Many years of Human Factors research have shown that the development of effective, efficient, and usable interfaces requires the inclusion of the user’s perspective throughout the entire design and development process. [Unfortunately] Human-Robot  Interface development tends to be an after thought, as researchers approach the problem from an engineering perspective. Such a perspective implies that the interface is designed and developed after the majority of the robotic system design has been completed. The goal of this line of research is to develop robotic systems usable for humans.

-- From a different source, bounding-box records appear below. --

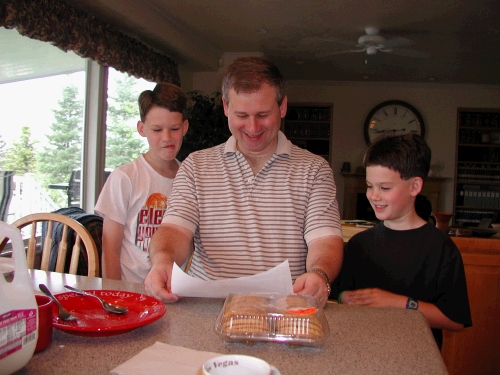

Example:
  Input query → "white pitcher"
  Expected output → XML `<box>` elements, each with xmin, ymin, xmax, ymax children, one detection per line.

<box><xmin>0</xmin><ymin>221</ymin><xmax>38</xmax><ymax>375</ymax></box>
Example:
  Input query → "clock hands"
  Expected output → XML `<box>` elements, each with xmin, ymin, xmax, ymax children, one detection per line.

<box><xmin>370</xmin><ymin>128</ymin><xmax>404</xmax><ymax>133</ymax></box>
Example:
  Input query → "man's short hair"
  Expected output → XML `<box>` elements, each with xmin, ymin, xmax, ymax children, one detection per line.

<box><xmin>363</xmin><ymin>133</ymin><xmax>431</xmax><ymax>180</ymax></box>
<box><xmin>138</xmin><ymin>83</ymin><xmax>187</xmax><ymax>122</ymax></box>
<box><xmin>222</xmin><ymin>57</ymin><xmax>286</xmax><ymax>105</ymax></box>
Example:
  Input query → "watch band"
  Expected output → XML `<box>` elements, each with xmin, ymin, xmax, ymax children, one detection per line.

<box><xmin>406</xmin><ymin>297</ymin><xmax>418</xmax><ymax>310</ymax></box>
<box><xmin>309</xmin><ymin>268</ymin><xmax>332</xmax><ymax>295</ymax></box>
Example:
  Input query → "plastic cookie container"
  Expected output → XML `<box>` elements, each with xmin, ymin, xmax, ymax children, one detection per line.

<box><xmin>215</xmin><ymin>294</ymin><xmax>329</xmax><ymax>346</ymax></box>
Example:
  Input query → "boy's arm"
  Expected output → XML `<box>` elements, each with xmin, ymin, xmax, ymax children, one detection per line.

<box><xmin>101</xmin><ymin>216</ymin><xmax>124</xmax><ymax>280</ymax></box>
<box><xmin>339</xmin><ymin>288</ymin><xmax>464</xmax><ymax>331</ymax></box>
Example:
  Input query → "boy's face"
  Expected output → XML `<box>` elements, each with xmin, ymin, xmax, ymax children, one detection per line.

<box><xmin>366</xmin><ymin>165</ymin><xmax>422</xmax><ymax>229</ymax></box>
<box><xmin>137</xmin><ymin>105</ymin><xmax>188</xmax><ymax>162</ymax></box>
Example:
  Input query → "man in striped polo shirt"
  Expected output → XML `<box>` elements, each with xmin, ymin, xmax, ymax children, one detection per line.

<box><xmin>145</xmin><ymin>57</ymin><xmax>343</xmax><ymax>305</ymax></box>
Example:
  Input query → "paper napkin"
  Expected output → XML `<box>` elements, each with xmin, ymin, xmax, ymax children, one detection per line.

<box><xmin>110</xmin><ymin>342</ymin><xmax>221</xmax><ymax>375</ymax></box>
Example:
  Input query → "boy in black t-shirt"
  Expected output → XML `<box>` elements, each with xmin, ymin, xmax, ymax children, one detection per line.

<box><xmin>336</xmin><ymin>134</ymin><xmax>472</xmax><ymax>347</ymax></box>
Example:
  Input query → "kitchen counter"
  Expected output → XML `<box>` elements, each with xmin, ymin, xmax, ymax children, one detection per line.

<box><xmin>16</xmin><ymin>270</ymin><xmax>447</xmax><ymax>375</ymax></box>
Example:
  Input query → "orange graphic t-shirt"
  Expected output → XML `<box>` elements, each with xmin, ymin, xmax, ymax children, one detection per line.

<box><xmin>135</xmin><ymin>193</ymin><xmax>167</xmax><ymax>251</ymax></box>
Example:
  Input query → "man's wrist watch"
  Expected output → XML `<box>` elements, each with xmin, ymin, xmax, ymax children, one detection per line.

<box><xmin>309</xmin><ymin>268</ymin><xmax>332</xmax><ymax>295</ymax></box>
<box><xmin>406</xmin><ymin>297</ymin><xmax>418</xmax><ymax>310</ymax></box>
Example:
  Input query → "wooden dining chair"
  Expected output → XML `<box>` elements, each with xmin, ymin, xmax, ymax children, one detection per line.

<box><xmin>12</xmin><ymin>213</ymin><xmax>99</xmax><ymax>277</ymax></box>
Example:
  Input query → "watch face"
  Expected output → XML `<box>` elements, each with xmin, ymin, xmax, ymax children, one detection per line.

<box><xmin>364</xmin><ymin>100</ymin><xmax>424</xmax><ymax>144</ymax></box>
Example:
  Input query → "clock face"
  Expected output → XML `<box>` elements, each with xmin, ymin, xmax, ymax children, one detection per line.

<box><xmin>365</xmin><ymin>100</ymin><xmax>425</xmax><ymax>144</ymax></box>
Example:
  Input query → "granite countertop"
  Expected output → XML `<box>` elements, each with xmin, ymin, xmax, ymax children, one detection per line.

<box><xmin>16</xmin><ymin>271</ymin><xmax>447</xmax><ymax>375</ymax></box>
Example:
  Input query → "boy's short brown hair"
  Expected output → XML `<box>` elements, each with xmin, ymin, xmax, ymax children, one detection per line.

<box><xmin>363</xmin><ymin>133</ymin><xmax>431</xmax><ymax>180</ymax></box>
<box><xmin>138</xmin><ymin>83</ymin><xmax>187</xmax><ymax>122</ymax></box>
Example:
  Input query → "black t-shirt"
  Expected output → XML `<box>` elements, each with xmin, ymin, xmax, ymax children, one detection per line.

<box><xmin>335</xmin><ymin>222</ymin><xmax>472</xmax><ymax>348</ymax></box>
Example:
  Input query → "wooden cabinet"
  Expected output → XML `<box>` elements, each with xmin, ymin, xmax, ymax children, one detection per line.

<box><xmin>441</xmin><ymin>234</ymin><xmax>500</xmax><ymax>375</ymax></box>
<box><xmin>282</xmin><ymin>103</ymin><xmax>333</xmax><ymax>163</ymax></box>
<box><xmin>453</xmin><ymin>108</ymin><xmax>500</xmax><ymax>226</ymax></box>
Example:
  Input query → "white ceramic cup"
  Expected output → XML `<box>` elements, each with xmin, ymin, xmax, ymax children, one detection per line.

<box><xmin>203</xmin><ymin>354</ymin><xmax>280</xmax><ymax>375</ymax></box>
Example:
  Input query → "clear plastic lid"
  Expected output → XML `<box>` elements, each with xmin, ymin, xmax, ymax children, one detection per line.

<box><xmin>215</xmin><ymin>294</ymin><xmax>329</xmax><ymax>346</ymax></box>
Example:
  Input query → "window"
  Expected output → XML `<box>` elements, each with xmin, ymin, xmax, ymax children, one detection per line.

<box><xmin>0</xmin><ymin>27</ymin><xmax>155</xmax><ymax>223</ymax></box>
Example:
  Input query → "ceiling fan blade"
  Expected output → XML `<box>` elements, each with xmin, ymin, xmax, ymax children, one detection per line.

<box><xmin>314</xmin><ymin>48</ymin><xmax>366</xmax><ymax>57</ymax></box>
<box><xmin>379</xmin><ymin>48</ymin><xmax>430</xmax><ymax>59</ymax></box>
<box><xmin>384</xmin><ymin>38</ymin><xmax>413</xmax><ymax>48</ymax></box>
<box><xmin>300</xmin><ymin>36</ymin><xmax>357</xmax><ymax>47</ymax></box>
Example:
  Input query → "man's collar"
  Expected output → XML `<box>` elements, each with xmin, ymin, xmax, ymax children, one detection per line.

<box><xmin>224</xmin><ymin>130</ymin><xmax>292</xmax><ymax>155</ymax></box>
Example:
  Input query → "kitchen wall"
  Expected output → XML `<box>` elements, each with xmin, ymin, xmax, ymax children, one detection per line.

<box><xmin>188</xmin><ymin>55</ymin><xmax>500</xmax><ymax>217</ymax></box>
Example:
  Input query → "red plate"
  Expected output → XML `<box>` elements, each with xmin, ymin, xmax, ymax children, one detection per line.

<box><xmin>52</xmin><ymin>290</ymin><xmax>166</xmax><ymax>336</ymax></box>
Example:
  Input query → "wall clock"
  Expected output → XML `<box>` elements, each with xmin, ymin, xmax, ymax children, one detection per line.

<box><xmin>364</xmin><ymin>100</ymin><xmax>425</xmax><ymax>144</ymax></box>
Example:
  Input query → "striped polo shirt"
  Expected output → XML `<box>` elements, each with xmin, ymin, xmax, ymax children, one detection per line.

<box><xmin>163</xmin><ymin>132</ymin><xmax>342</xmax><ymax>280</ymax></box>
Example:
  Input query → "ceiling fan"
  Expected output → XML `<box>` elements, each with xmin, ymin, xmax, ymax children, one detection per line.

<box><xmin>310</xmin><ymin>27</ymin><xmax>429</xmax><ymax>58</ymax></box>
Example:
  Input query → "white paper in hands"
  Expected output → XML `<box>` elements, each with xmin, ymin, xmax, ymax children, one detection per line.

<box><xmin>170</xmin><ymin>260</ymin><xmax>293</xmax><ymax>298</ymax></box>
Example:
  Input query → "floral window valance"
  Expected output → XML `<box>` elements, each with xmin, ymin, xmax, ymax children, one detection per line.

<box><xmin>0</xmin><ymin>0</ymin><xmax>180</xmax><ymax>85</ymax></box>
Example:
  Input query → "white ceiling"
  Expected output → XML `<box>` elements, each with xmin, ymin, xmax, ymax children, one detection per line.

<box><xmin>3</xmin><ymin>0</ymin><xmax>500</xmax><ymax>85</ymax></box>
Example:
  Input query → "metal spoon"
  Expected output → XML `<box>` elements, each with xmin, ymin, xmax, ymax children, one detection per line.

<box><xmin>64</xmin><ymin>285</ymin><xmax>128</xmax><ymax>314</ymax></box>
<box><xmin>38</xmin><ymin>284</ymin><xmax>77</xmax><ymax>320</ymax></box>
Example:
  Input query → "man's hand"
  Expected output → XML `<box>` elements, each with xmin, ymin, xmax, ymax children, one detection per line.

<box><xmin>144</xmin><ymin>265</ymin><xmax>179</xmax><ymax>303</ymax></box>
<box><xmin>342</xmin><ymin>288</ymin><xmax>408</xmax><ymax>308</ymax></box>
<box><xmin>293</xmin><ymin>272</ymin><xmax>329</xmax><ymax>307</ymax></box>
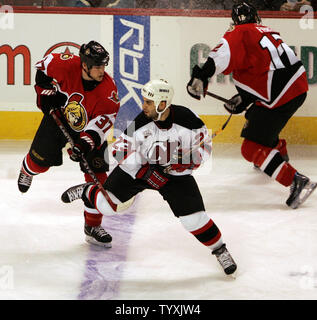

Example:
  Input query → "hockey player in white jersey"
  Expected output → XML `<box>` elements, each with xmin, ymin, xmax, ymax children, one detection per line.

<box><xmin>62</xmin><ymin>80</ymin><xmax>237</xmax><ymax>274</ymax></box>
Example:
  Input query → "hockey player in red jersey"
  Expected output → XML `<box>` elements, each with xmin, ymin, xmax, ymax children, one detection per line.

<box><xmin>62</xmin><ymin>80</ymin><xmax>237</xmax><ymax>274</ymax></box>
<box><xmin>18</xmin><ymin>41</ymin><xmax>120</xmax><ymax>247</ymax></box>
<box><xmin>187</xmin><ymin>1</ymin><xmax>317</xmax><ymax>209</ymax></box>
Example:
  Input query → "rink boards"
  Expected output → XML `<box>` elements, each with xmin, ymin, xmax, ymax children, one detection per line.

<box><xmin>0</xmin><ymin>13</ymin><xmax>317</xmax><ymax>144</ymax></box>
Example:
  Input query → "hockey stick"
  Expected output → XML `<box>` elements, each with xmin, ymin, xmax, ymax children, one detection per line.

<box><xmin>202</xmin><ymin>91</ymin><xmax>234</xmax><ymax>138</ymax></box>
<box><xmin>50</xmin><ymin>109</ymin><xmax>134</xmax><ymax>212</ymax></box>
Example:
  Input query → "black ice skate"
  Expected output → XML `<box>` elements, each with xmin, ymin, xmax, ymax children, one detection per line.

<box><xmin>61</xmin><ymin>182</ymin><xmax>93</xmax><ymax>203</ymax></box>
<box><xmin>286</xmin><ymin>172</ymin><xmax>317</xmax><ymax>209</ymax></box>
<box><xmin>18</xmin><ymin>168</ymin><xmax>33</xmax><ymax>193</ymax></box>
<box><xmin>84</xmin><ymin>224</ymin><xmax>112</xmax><ymax>248</ymax></box>
<box><xmin>212</xmin><ymin>244</ymin><xmax>237</xmax><ymax>275</ymax></box>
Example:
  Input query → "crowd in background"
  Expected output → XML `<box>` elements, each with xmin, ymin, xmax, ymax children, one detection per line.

<box><xmin>0</xmin><ymin>0</ymin><xmax>317</xmax><ymax>11</ymax></box>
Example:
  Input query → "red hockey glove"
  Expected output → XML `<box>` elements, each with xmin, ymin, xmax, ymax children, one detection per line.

<box><xmin>168</xmin><ymin>150</ymin><xmax>202</xmax><ymax>172</ymax></box>
<box><xmin>68</xmin><ymin>131</ymin><xmax>96</xmax><ymax>162</ymax></box>
<box><xmin>34</xmin><ymin>85</ymin><xmax>67</xmax><ymax>114</ymax></box>
<box><xmin>136</xmin><ymin>163</ymin><xmax>168</xmax><ymax>190</ymax></box>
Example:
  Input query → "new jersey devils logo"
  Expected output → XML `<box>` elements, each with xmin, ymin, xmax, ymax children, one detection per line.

<box><xmin>64</xmin><ymin>93</ymin><xmax>87</xmax><ymax>132</ymax></box>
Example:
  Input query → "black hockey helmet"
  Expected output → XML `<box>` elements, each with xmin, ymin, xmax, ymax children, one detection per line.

<box><xmin>231</xmin><ymin>1</ymin><xmax>261</xmax><ymax>25</ymax></box>
<box><xmin>79</xmin><ymin>41</ymin><xmax>109</xmax><ymax>69</ymax></box>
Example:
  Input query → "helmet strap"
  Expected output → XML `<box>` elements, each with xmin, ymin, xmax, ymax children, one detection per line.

<box><xmin>154</xmin><ymin>101</ymin><xmax>169</xmax><ymax>121</ymax></box>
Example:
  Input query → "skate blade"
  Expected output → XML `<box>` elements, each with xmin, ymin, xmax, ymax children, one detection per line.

<box><xmin>290</xmin><ymin>182</ymin><xmax>317</xmax><ymax>209</ymax></box>
<box><xmin>85</xmin><ymin>236</ymin><xmax>112</xmax><ymax>248</ymax></box>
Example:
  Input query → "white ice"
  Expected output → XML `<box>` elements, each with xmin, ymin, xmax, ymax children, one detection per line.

<box><xmin>0</xmin><ymin>141</ymin><xmax>317</xmax><ymax>300</ymax></box>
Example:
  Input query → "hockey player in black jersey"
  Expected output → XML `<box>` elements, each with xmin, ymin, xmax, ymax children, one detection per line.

<box><xmin>62</xmin><ymin>80</ymin><xmax>237</xmax><ymax>274</ymax></box>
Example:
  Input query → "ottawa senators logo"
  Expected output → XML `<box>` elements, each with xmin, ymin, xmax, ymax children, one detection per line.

<box><xmin>64</xmin><ymin>93</ymin><xmax>87</xmax><ymax>132</ymax></box>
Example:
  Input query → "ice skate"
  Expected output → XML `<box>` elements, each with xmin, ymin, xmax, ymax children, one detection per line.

<box><xmin>286</xmin><ymin>172</ymin><xmax>317</xmax><ymax>209</ymax></box>
<box><xmin>61</xmin><ymin>182</ymin><xmax>93</xmax><ymax>203</ymax></box>
<box><xmin>18</xmin><ymin>167</ymin><xmax>33</xmax><ymax>193</ymax></box>
<box><xmin>212</xmin><ymin>244</ymin><xmax>237</xmax><ymax>275</ymax></box>
<box><xmin>84</xmin><ymin>224</ymin><xmax>112</xmax><ymax>248</ymax></box>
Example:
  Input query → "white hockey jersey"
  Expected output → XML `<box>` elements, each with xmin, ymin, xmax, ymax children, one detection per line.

<box><xmin>113</xmin><ymin>105</ymin><xmax>211</xmax><ymax>178</ymax></box>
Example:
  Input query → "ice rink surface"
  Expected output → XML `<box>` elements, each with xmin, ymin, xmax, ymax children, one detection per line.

<box><xmin>0</xmin><ymin>141</ymin><xmax>317</xmax><ymax>300</ymax></box>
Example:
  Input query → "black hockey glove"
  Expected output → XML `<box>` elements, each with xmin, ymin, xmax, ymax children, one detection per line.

<box><xmin>136</xmin><ymin>163</ymin><xmax>168</xmax><ymax>190</ymax></box>
<box><xmin>186</xmin><ymin>57</ymin><xmax>216</xmax><ymax>100</ymax></box>
<box><xmin>187</xmin><ymin>65</ymin><xmax>208</xmax><ymax>100</ymax></box>
<box><xmin>35</xmin><ymin>85</ymin><xmax>67</xmax><ymax>114</ymax></box>
<box><xmin>68</xmin><ymin>130</ymin><xmax>96</xmax><ymax>162</ymax></box>
<box><xmin>223</xmin><ymin>94</ymin><xmax>250</xmax><ymax>114</ymax></box>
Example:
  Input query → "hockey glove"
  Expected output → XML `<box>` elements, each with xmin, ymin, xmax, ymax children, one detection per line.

<box><xmin>223</xmin><ymin>94</ymin><xmax>250</xmax><ymax>114</ymax></box>
<box><xmin>136</xmin><ymin>163</ymin><xmax>168</xmax><ymax>190</ymax></box>
<box><xmin>168</xmin><ymin>150</ymin><xmax>202</xmax><ymax>172</ymax></box>
<box><xmin>67</xmin><ymin>131</ymin><xmax>96</xmax><ymax>162</ymax></box>
<box><xmin>35</xmin><ymin>85</ymin><xmax>67</xmax><ymax>114</ymax></box>
<box><xmin>187</xmin><ymin>65</ymin><xmax>208</xmax><ymax>100</ymax></box>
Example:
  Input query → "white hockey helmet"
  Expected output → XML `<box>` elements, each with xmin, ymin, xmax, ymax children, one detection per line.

<box><xmin>141</xmin><ymin>79</ymin><xmax>174</xmax><ymax>120</ymax></box>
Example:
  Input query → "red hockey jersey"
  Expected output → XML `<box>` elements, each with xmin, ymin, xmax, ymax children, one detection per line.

<box><xmin>36</xmin><ymin>53</ymin><xmax>120</xmax><ymax>142</ymax></box>
<box><xmin>209</xmin><ymin>23</ymin><xmax>308</xmax><ymax>108</ymax></box>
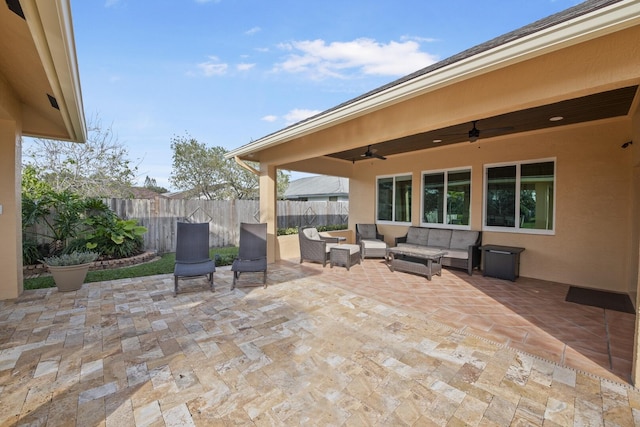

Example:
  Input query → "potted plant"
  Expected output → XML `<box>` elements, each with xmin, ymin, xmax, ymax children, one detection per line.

<box><xmin>43</xmin><ymin>251</ymin><xmax>99</xmax><ymax>292</ymax></box>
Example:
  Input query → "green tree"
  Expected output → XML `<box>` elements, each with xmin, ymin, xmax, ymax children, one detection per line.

<box><xmin>144</xmin><ymin>176</ymin><xmax>169</xmax><ymax>194</ymax></box>
<box><xmin>169</xmin><ymin>134</ymin><xmax>289</xmax><ymax>200</ymax></box>
<box><xmin>25</xmin><ymin>117</ymin><xmax>137</xmax><ymax>197</ymax></box>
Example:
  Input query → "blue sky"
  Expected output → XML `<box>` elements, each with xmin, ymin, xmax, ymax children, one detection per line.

<box><xmin>50</xmin><ymin>0</ymin><xmax>579</xmax><ymax>188</ymax></box>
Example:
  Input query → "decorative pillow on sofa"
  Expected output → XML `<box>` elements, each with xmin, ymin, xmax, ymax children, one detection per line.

<box><xmin>302</xmin><ymin>228</ymin><xmax>322</xmax><ymax>240</ymax></box>
<box><xmin>356</xmin><ymin>224</ymin><xmax>376</xmax><ymax>240</ymax></box>
<box><xmin>427</xmin><ymin>228</ymin><xmax>451</xmax><ymax>248</ymax></box>
<box><xmin>450</xmin><ymin>230</ymin><xmax>478</xmax><ymax>251</ymax></box>
<box><xmin>407</xmin><ymin>227</ymin><xmax>429</xmax><ymax>246</ymax></box>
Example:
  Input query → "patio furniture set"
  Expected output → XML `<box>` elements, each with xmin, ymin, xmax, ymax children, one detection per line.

<box><xmin>299</xmin><ymin>224</ymin><xmax>481</xmax><ymax>280</ymax></box>
<box><xmin>173</xmin><ymin>222</ymin><xmax>267</xmax><ymax>296</ymax></box>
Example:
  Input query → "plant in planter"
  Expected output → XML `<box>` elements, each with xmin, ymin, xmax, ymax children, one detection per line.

<box><xmin>43</xmin><ymin>251</ymin><xmax>98</xmax><ymax>292</ymax></box>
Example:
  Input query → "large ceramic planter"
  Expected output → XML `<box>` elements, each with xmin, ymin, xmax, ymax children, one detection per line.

<box><xmin>47</xmin><ymin>262</ymin><xmax>92</xmax><ymax>292</ymax></box>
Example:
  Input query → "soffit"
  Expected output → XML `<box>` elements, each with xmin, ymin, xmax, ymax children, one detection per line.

<box><xmin>0</xmin><ymin>0</ymin><xmax>85</xmax><ymax>141</ymax></box>
<box><xmin>327</xmin><ymin>86</ymin><xmax>638</xmax><ymax>162</ymax></box>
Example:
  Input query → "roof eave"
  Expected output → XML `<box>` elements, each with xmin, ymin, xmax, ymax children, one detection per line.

<box><xmin>226</xmin><ymin>0</ymin><xmax>640</xmax><ymax>158</ymax></box>
<box><xmin>21</xmin><ymin>0</ymin><xmax>87</xmax><ymax>142</ymax></box>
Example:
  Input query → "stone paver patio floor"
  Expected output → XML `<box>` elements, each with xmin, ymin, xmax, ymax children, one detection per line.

<box><xmin>0</xmin><ymin>260</ymin><xmax>640</xmax><ymax>427</ymax></box>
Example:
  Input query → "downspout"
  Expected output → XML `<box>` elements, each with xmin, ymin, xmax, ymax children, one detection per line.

<box><xmin>233</xmin><ymin>156</ymin><xmax>260</xmax><ymax>176</ymax></box>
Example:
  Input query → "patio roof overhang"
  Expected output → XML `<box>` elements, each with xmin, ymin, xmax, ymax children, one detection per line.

<box><xmin>227</xmin><ymin>1</ymin><xmax>640</xmax><ymax>166</ymax></box>
<box><xmin>0</xmin><ymin>0</ymin><xmax>86</xmax><ymax>142</ymax></box>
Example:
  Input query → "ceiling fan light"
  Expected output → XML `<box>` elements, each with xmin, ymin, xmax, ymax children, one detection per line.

<box><xmin>469</xmin><ymin>126</ymin><xmax>480</xmax><ymax>142</ymax></box>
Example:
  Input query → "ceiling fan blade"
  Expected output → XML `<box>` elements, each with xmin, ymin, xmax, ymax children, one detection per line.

<box><xmin>360</xmin><ymin>145</ymin><xmax>387</xmax><ymax>160</ymax></box>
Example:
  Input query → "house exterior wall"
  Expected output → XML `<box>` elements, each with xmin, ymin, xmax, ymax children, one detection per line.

<box><xmin>349</xmin><ymin>119</ymin><xmax>637</xmax><ymax>292</ymax></box>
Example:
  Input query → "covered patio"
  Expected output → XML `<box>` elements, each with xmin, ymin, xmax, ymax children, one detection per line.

<box><xmin>0</xmin><ymin>259</ymin><xmax>640</xmax><ymax>426</ymax></box>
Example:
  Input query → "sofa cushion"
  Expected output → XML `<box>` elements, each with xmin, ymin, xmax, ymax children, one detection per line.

<box><xmin>356</xmin><ymin>224</ymin><xmax>377</xmax><ymax>240</ymax></box>
<box><xmin>302</xmin><ymin>227</ymin><xmax>322</xmax><ymax>240</ymax></box>
<box><xmin>445</xmin><ymin>249</ymin><xmax>469</xmax><ymax>259</ymax></box>
<box><xmin>324</xmin><ymin>243</ymin><xmax>341</xmax><ymax>253</ymax></box>
<box><xmin>398</xmin><ymin>243</ymin><xmax>426</xmax><ymax>249</ymax></box>
<box><xmin>407</xmin><ymin>227</ymin><xmax>429</xmax><ymax>246</ymax></box>
<box><xmin>427</xmin><ymin>228</ymin><xmax>451</xmax><ymax>248</ymax></box>
<box><xmin>449</xmin><ymin>230</ymin><xmax>478</xmax><ymax>251</ymax></box>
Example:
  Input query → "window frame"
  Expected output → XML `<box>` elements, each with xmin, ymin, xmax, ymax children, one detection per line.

<box><xmin>420</xmin><ymin>166</ymin><xmax>473</xmax><ymax>230</ymax></box>
<box><xmin>374</xmin><ymin>172</ymin><xmax>414</xmax><ymax>225</ymax></box>
<box><xmin>482</xmin><ymin>157</ymin><xmax>558</xmax><ymax>236</ymax></box>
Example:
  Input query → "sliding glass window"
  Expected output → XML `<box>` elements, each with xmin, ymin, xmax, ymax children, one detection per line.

<box><xmin>484</xmin><ymin>160</ymin><xmax>555</xmax><ymax>234</ymax></box>
<box><xmin>422</xmin><ymin>169</ymin><xmax>471</xmax><ymax>228</ymax></box>
<box><xmin>376</xmin><ymin>174</ymin><xmax>412</xmax><ymax>223</ymax></box>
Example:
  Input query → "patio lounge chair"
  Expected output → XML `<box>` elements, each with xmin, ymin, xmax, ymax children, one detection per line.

<box><xmin>231</xmin><ymin>222</ymin><xmax>267</xmax><ymax>289</ymax></box>
<box><xmin>173</xmin><ymin>222</ymin><xmax>216</xmax><ymax>296</ymax></box>
<box><xmin>356</xmin><ymin>224</ymin><xmax>387</xmax><ymax>259</ymax></box>
<box><xmin>298</xmin><ymin>227</ymin><xmax>338</xmax><ymax>267</ymax></box>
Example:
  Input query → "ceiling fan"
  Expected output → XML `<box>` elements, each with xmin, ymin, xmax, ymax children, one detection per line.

<box><xmin>360</xmin><ymin>145</ymin><xmax>387</xmax><ymax>160</ymax></box>
<box><xmin>444</xmin><ymin>120</ymin><xmax>513</xmax><ymax>142</ymax></box>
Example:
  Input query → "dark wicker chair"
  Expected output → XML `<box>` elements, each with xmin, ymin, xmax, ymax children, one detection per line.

A user interface provides the means by which humans and machines interact. Another term for user interface is a man-machine interface (MMI). The MMI includes all the components that the user encounters. The components include the input language, output language and interaction protocol. The term ”human-computer interaction” was adopted in the mid-1980’s, and it describes a field of study that deals with all aspects of interaction between participants and computers. Human-Computer Interaction (HCI) is defined by the Association for Computing Machinery (ACM) Special Interest Group on Computer-Human Interaction (SIGCHI) as ”a discipline concerned with the design, evaluation, and implementation of interactive computing systems for human use and with the study of the major phenomenon surrounding them”.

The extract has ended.